Ирина Антонова: Музеи-левиафаны – это проблема
ССегодня уже даже непонятно, какой раунд идет в борьбе за возрождение Музея нового западного искусства, но можно сказать, что своим обращением к президенту вы взбудоражили все музейное сообщество, которое на этот раз выступило довольно единодушно против вашей инициативы. Вы предполагали, что реакция будет такой острой?
В общем, я догадывалась, конечно. Я ожидала ее, особенно со стороны музеев Петербурга. И понятно почему. Но публично, во всяком случае, не услышаны голоса тех, кто все-таки за. Я не знаю, почему так получилось. Наверное, потому что мы не ставили себе цель проводить какие-то кампании. И сейчас музей не собирает никаких подписей, не обращается никуда специально. Мне говорили на НТВ, что они звонили художникам Москвы, и не было ни одного человека, который был бы против этой идеи. Но мы не звонили, не собирали, не организовывали… Одним словом, проведение кампании не входило в наши планы, мы все-таки обращались к достаточно ответственному сообществу, рассчитывая на его реакцию.
СВы одна из немногих, кто видел этот музей в реальности, а не виртуальную версию. Это действительно было что-то необыкновенное?
Это был великий, феноменальный музей. Может быть, есть музеи современного искусства того периода, более крупные, с большим количеством картин, но по качеству такого музея больше нет. Мне доводилось видеть Музей современного искусства в Нью-Йорке, бывать в Центре Помпиду, в музее Орсе и во многих других музеях, связанных с искусством ХХ столетия. Такого музея, каким был Музей нового западного искусства в Москве, не существует. Потом, есть и другие причины, по которым его надо воссоздать. Репрессированный музей должен быть реабилитирован.
СОдин из аргументов противников этой идеи — будет нарушен некий музейный паритет, существующее равновесие в музейном мире, и огонь разных конфликтов и притязаний может как-то разгореться.
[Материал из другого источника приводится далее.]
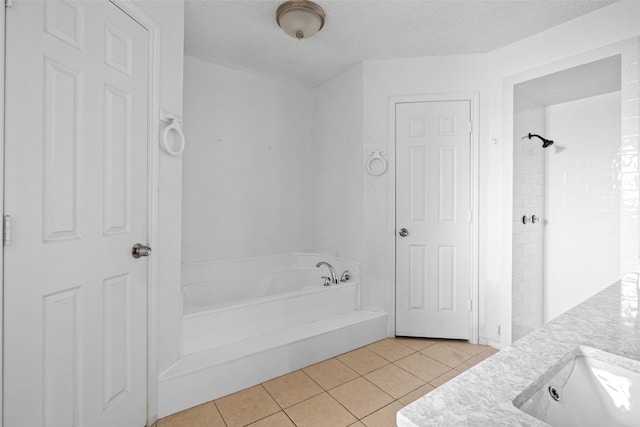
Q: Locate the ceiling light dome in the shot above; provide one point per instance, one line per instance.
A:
(300, 18)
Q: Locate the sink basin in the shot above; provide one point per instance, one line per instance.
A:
(587, 387)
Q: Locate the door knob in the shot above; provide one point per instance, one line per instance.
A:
(139, 250)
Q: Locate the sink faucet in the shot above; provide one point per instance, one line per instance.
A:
(332, 271)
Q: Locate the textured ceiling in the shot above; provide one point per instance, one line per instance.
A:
(244, 35)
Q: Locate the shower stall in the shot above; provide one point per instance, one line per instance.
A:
(575, 195)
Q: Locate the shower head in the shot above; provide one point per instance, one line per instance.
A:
(545, 142)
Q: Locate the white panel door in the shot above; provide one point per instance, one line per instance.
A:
(76, 189)
(433, 205)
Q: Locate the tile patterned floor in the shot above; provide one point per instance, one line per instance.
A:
(365, 387)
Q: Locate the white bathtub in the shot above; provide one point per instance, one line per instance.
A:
(232, 309)
(251, 320)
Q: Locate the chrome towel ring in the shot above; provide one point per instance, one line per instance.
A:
(376, 165)
(173, 125)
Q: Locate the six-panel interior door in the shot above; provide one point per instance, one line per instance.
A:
(433, 206)
(76, 188)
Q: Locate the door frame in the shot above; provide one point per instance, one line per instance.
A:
(473, 99)
(153, 117)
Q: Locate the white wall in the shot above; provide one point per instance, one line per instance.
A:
(583, 215)
(384, 79)
(247, 169)
(528, 200)
(336, 155)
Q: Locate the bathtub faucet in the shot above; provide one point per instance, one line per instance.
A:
(332, 271)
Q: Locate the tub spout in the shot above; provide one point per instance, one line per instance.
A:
(332, 272)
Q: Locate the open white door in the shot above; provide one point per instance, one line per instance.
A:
(433, 219)
(76, 190)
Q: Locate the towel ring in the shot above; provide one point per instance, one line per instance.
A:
(376, 155)
(174, 125)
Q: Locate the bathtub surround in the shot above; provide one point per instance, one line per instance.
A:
(248, 170)
(484, 394)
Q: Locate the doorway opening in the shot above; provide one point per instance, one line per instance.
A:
(572, 198)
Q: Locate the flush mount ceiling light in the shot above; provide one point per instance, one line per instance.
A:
(300, 18)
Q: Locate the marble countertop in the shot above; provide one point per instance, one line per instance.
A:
(483, 395)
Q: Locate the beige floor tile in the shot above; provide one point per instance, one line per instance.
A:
(279, 419)
(467, 347)
(490, 351)
(416, 343)
(446, 354)
(416, 394)
(422, 366)
(361, 397)
(468, 364)
(363, 360)
(437, 382)
(203, 415)
(384, 417)
(292, 388)
(321, 410)
(330, 373)
(394, 380)
(246, 406)
(476, 359)
(390, 349)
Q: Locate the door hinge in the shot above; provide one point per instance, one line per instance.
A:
(6, 234)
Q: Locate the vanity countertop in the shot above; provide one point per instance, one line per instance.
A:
(483, 395)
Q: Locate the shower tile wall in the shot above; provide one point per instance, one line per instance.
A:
(528, 243)
(629, 182)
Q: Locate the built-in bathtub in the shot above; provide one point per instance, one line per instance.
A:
(247, 321)
(282, 299)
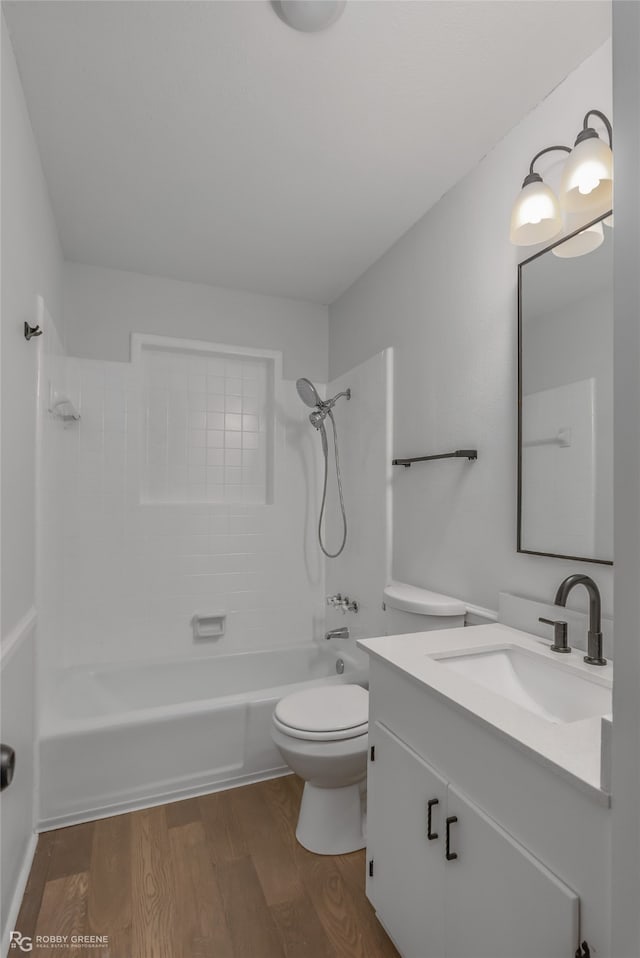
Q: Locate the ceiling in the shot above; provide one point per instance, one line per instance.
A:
(209, 142)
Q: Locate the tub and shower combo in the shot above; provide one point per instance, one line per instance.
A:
(122, 737)
(118, 737)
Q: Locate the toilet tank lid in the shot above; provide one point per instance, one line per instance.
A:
(410, 598)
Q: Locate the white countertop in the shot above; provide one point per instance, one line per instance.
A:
(571, 748)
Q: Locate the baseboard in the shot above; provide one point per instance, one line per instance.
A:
(16, 901)
(120, 808)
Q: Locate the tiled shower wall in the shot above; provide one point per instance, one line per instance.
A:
(207, 427)
(136, 572)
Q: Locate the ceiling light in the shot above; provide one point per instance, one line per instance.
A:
(582, 243)
(587, 178)
(309, 16)
(535, 217)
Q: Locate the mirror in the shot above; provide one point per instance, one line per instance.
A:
(565, 398)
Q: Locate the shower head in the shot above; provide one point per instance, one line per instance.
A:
(308, 393)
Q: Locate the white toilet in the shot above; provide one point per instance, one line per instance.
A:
(322, 732)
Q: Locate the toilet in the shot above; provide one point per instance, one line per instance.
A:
(322, 733)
Вы не боитесь этого?
Я не считаю это аргументом. Это просто некое словесное выражение отрицательного отношения к идее. Случай с ГМНЗИ не может быть прецедентом, потому что покажите мне еще одно такое постановление, написанное в подобных выражениях, как то, что посвящено ему, не говоря о том, что один из пунктов гласит: «Передать коллекции в Музей изобразительных искусств имени Пушкина». Вся коллекция первоначально пришла к нам. Я имела честь тогда уже работать здесь, и я помню, как пришла коллекция, и потом уже было принято решение передать какую-то часть в Государственный Эрмитаж. Потому что здесь уже в конце 1949 года открылась известная выставка подарков Сталину, к его семидесятилетию, и просто не было места. Все пространство музея было занято этой выставкой. Наши коллекции тоже были спущены в подвалы. Поэтому это вовсе не прецедент! Плохо же мы думаем о своих коллегах, если полагаем, что мы начнем друг к другу немедленно после этого предъявлять какие-то претензии. С какой стати, почему мы не делали этого раньше, если эти претензии серьезные?
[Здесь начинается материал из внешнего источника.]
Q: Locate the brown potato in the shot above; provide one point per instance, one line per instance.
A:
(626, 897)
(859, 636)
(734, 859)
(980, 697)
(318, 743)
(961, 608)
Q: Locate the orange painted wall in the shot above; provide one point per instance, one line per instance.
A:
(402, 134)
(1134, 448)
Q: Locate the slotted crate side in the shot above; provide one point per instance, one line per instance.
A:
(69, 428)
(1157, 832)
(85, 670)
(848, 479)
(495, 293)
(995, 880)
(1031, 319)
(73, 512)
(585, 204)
СЕсли такой музей будет создан, это означает, что очень важная часть Пушкинского музея тоже отойдет в этот музей.
Безусловно.
СВы не боитесь, что выступаете в некотором роде разорительницей дома, в котором вы прослужили столько лет?
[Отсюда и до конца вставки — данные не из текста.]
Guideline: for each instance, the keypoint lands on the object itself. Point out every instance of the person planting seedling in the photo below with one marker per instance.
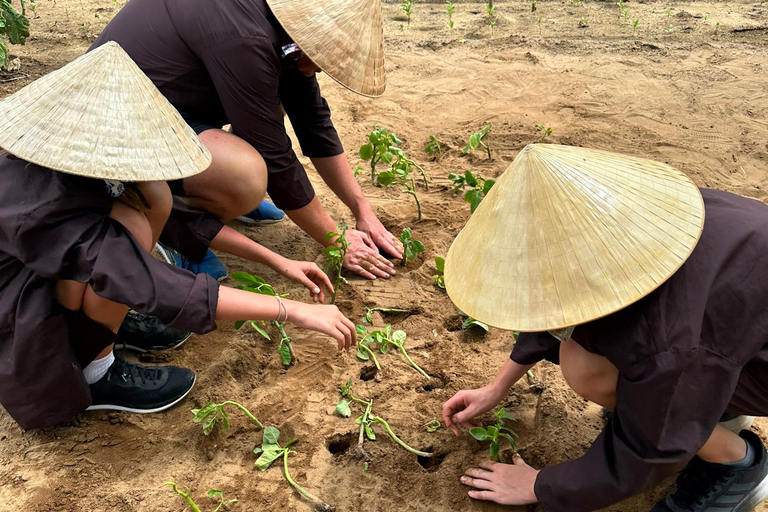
(270, 451)
(680, 359)
(367, 420)
(411, 247)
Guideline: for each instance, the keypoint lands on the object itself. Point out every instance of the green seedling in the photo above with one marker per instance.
(386, 338)
(545, 132)
(433, 148)
(334, 256)
(270, 450)
(494, 433)
(411, 247)
(476, 140)
(439, 278)
(257, 284)
(406, 6)
(367, 420)
(212, 413)
(214, 494)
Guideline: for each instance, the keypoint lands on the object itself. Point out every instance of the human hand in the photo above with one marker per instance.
(363, 257)
(307, 274)
(465, 405)
(505, 484)
(373, 227)
(324, 319)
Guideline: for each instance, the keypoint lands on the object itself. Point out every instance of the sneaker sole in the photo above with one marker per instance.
(250, 222)
(128, 346)
(109, 407)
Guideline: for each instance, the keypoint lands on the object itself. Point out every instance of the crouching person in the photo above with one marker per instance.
(83, 199)
(607, 264)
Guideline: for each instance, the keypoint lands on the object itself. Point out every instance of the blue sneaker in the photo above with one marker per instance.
(210, 265)
(266, 213)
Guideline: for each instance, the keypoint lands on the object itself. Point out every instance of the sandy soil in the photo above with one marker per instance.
(693, 95)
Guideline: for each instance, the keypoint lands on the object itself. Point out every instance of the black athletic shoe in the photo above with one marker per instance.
(707, 487)
(143, 333)
(143, 389)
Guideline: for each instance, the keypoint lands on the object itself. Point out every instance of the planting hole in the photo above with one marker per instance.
(339, 444)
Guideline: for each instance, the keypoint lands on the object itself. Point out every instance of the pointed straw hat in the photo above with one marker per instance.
(101, 117)
(345, 38)
(568, 235)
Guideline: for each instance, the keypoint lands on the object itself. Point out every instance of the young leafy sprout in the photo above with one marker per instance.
(257, 284)
(367, 420)
(384, 339)
(440, 276)
(213, 494)
(212, 413)
(270, 450)
(411, 247)
(494, 433)
(476, 141)
(334, 256)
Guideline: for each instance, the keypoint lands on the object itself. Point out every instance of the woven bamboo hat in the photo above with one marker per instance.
(101, 117)
(568, 235)
(345, 38)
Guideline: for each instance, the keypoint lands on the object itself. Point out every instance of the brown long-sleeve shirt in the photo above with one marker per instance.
(55, 226)
(220, 61)
(693, 349)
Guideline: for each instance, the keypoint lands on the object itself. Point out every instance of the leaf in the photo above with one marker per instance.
(478, 433)
(343, 409)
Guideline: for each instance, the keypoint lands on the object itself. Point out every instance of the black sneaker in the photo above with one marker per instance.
(144, 333)
(707, 487)
(142, 389)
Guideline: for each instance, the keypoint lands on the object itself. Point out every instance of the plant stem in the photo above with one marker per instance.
(398, 440)
(316, 502)
(246, 412)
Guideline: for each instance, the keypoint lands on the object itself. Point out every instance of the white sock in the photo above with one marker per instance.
(98, 368)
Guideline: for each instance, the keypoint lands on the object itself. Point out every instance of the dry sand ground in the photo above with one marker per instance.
(694, 95)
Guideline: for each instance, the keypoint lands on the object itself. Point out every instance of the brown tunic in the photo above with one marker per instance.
(688, 352)
(56, 226)
(220, 62)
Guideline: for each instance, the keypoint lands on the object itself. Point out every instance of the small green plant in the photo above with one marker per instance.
(545, 131)
(14, 26)
(367, 420)
(334, 256)
(406, 6)
(450, 10)
(270, 450)
(384, 339)
(433, 148)
(212, 413)
(214, 494)
(257, 284)
(411, 247)
(439, 278)
(476, 140)
(494, 433)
Нет, я не выступаю разорительницей, и скажу почему. Потому что возьмите Лувр — для того чтобы создать музей Орсе в Париже, главный музей Франции передал большую часть своей коллекции. Туда перешли полотна Делакруа, Курбе, Домье, вообще весь огромный материал соответствующего периода ХIХ века. Там есть Центр Помпиду (Бобур), в котором выставляется искусство начиная с 10-х годов XX века и до наших дней. То есть проходит время огромных, безразмерных музеев. Да, их ценность в энциклопедичности, и это неплохо, но они не могут бесконечно накапливать богатства, они переполнены. И поэтому такое разделение вполне правомерно. Сейчас, кстати, по телевидению было сообщение, что лондонские музеи отдают части своих коллекций музеям провинции. Лувр сделал свой филиал в городе Метц. Вот это и есть новое понимание музейного пространства и назначения музея. Оно становится другим в наше время, более, я бы сказала, правильным. Потому что надо сохранять ценные коллекции музеев, это безусловно так, но когда есть такие прецеденты, это надо делать, конечно.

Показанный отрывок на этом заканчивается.